Thor ate 17 ounces of food for breakfast. He’s taking his meds (with a lot of insistence by Jamie) and grooming, but still doesn’t seem to have figured out the water issue. We are still working on ideas. Maybe pond water?
Update Feb 11, 2016
Thor ate 15 ounces of food off a plate, without having to be fed on a stick, but he’s still not drinking. We bought him one of those $100 water fountains, and he’s figured out it is water, because he’s using it as a self flushing toilet. Cats pee in streams and ponds so that others don’t know they are in the area. Now we just have to figure out how to get him to drink out of it, AND elevate it so he can’t pee in it.
Update Feb 10, 2016
Jamie Relays Thor’s Rescue Story to Ops Mgr Gale
Update Feb 6, 2016 Thor Reaches Out
The Eye Drops Seem To Be Working
Update Feb 6, 2016 Thor Lives!
The day after Thor’s surgery to repair his jaw I woke up and raced to my computer to see if he had survived the night on our Arlo cams. Jamie and Gale help me monitor those live webcams, but they don’t offer a public link, like the explore.org/bigcatrescue live webcams do.
Update Feb 5, 2016 4PM
Thor the bobcat is back from the Humane Society of Tampa Bay where Dr. Justin Boorstein repaired his jaw. We are waiting on deciding if the non working eye and broken canine should be removed. We will consult with experts on both to see if either can be saved.
Thor is recovering in the West Boensch Cat Hospital on site and will soon be moved outside.
Thor’s care instructions to the Bobcat Rehab Team
Thor had surgery to repair his lower broken jaw. The break in his upper jaw was not misaligned, and so it will be left to heal on its own. This means that we need to be very careful about spooking him. We do not want him banging up his face when it is in this fragile state.

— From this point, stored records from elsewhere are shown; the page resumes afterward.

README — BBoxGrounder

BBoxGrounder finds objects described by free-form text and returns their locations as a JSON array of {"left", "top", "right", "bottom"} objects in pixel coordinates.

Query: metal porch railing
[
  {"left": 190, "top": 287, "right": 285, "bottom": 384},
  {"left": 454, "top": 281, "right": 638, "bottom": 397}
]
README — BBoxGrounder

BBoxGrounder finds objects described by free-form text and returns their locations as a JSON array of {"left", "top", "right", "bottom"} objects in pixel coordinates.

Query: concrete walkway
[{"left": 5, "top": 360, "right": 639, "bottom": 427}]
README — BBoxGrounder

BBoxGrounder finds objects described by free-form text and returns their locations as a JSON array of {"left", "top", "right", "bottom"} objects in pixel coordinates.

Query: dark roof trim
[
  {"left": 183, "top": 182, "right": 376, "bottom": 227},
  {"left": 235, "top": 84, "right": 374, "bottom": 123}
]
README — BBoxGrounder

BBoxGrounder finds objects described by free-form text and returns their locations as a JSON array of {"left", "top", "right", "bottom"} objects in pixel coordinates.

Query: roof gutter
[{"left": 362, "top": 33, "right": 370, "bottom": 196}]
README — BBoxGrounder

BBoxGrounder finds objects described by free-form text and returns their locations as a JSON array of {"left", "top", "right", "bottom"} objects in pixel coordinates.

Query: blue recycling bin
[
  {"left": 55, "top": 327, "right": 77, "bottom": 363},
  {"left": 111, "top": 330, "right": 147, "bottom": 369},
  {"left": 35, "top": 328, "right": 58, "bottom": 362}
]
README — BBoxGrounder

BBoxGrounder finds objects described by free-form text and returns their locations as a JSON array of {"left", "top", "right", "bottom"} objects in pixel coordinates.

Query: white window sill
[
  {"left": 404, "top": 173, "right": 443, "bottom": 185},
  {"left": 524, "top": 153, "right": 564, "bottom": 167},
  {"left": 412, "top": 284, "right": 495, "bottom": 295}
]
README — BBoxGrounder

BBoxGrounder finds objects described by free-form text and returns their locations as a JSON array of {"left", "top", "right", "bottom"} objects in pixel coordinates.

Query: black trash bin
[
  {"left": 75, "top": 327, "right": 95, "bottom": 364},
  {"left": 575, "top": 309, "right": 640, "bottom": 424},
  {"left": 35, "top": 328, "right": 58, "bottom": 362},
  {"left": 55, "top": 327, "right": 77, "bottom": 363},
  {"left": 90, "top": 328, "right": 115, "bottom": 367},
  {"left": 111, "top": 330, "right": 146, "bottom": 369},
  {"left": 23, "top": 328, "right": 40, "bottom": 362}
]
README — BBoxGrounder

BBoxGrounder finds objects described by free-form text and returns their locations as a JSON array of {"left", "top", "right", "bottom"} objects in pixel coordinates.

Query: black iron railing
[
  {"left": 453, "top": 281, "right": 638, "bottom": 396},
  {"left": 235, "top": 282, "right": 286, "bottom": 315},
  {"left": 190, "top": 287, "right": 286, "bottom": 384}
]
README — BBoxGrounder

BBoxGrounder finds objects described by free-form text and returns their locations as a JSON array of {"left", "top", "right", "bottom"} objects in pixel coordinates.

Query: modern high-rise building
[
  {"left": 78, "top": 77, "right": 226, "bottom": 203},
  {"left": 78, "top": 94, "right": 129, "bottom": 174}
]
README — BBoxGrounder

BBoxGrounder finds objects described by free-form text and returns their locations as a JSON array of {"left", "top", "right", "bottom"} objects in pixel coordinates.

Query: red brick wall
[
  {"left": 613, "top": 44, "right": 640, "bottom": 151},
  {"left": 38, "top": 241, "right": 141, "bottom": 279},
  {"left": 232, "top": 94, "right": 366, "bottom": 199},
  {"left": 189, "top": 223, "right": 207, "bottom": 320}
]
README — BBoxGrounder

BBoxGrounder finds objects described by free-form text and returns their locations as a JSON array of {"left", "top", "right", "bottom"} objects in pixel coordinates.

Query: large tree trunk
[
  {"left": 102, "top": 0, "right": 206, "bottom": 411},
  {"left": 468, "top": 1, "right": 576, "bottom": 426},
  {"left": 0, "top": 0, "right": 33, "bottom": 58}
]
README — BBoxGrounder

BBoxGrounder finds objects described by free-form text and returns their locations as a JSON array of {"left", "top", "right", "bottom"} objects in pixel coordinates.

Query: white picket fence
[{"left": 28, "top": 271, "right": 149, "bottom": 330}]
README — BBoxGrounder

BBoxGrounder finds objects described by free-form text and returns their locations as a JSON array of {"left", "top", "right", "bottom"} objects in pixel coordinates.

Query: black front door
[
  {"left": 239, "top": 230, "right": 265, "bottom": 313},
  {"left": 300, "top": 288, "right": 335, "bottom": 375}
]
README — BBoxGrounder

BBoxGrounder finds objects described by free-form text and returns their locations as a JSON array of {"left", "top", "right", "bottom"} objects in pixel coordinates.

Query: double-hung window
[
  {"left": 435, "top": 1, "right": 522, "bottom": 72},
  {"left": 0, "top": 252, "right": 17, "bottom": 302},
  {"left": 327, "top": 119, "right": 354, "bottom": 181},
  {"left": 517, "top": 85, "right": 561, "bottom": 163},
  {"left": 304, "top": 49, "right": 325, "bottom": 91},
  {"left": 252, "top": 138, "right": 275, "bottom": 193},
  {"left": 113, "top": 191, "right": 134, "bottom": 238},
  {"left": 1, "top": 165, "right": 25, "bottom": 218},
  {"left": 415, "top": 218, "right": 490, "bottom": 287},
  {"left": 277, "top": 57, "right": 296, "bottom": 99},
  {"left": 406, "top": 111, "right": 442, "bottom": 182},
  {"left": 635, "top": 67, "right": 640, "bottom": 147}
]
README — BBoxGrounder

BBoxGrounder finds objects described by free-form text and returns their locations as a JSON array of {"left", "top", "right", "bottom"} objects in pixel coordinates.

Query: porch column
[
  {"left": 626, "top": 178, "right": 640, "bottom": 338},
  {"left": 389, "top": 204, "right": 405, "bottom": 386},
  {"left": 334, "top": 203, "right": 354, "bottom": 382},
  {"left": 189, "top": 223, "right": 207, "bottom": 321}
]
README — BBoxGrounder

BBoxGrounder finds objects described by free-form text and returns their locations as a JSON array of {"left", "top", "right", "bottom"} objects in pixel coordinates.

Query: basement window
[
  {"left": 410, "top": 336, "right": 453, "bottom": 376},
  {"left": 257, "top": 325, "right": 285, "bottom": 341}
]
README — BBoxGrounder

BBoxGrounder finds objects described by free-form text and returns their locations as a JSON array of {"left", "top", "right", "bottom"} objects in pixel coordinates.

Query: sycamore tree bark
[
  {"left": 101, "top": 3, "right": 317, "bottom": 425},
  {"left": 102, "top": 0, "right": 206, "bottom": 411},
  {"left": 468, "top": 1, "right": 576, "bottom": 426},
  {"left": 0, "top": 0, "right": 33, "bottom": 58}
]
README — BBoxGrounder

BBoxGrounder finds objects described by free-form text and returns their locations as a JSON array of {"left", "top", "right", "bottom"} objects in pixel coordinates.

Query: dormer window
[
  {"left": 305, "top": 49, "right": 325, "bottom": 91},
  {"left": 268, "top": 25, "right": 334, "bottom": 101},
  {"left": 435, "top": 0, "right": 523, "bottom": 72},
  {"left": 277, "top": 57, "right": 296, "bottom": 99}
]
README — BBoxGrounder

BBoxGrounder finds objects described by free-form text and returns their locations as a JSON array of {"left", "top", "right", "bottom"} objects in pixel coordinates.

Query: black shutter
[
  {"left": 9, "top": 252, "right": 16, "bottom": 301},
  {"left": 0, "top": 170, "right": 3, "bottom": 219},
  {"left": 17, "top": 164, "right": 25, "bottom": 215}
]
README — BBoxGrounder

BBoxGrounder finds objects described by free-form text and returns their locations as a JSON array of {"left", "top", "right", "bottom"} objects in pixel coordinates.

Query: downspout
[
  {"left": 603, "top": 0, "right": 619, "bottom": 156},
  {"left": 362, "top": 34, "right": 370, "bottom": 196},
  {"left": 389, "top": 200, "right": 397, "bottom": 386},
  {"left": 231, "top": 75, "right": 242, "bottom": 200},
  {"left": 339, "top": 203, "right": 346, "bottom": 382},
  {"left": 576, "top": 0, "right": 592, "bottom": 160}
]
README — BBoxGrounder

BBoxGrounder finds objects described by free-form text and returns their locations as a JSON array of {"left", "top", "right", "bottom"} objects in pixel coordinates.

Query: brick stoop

He gets scared very easy, so walk slowly around him and be very quiet.
We are consulting with Dr. Miller with regards to how we can try to save his left eye. He is currently not blinking, and so we may need to try eye drops until the swelling goes down and he is able to blink. Justin and I will try this tomorrow and see how it goes.
For now he is not on any meds, we wanted to see if he would eat tonight before starting them. I will feed and clean him in the morning tomorrow. After that I will update you all on what medications he will need to be on.
We want to keep his meals small the first few days or so. He can only have soft food, so we are going to feed him a tennis ball of mush in the AM and another in the PM.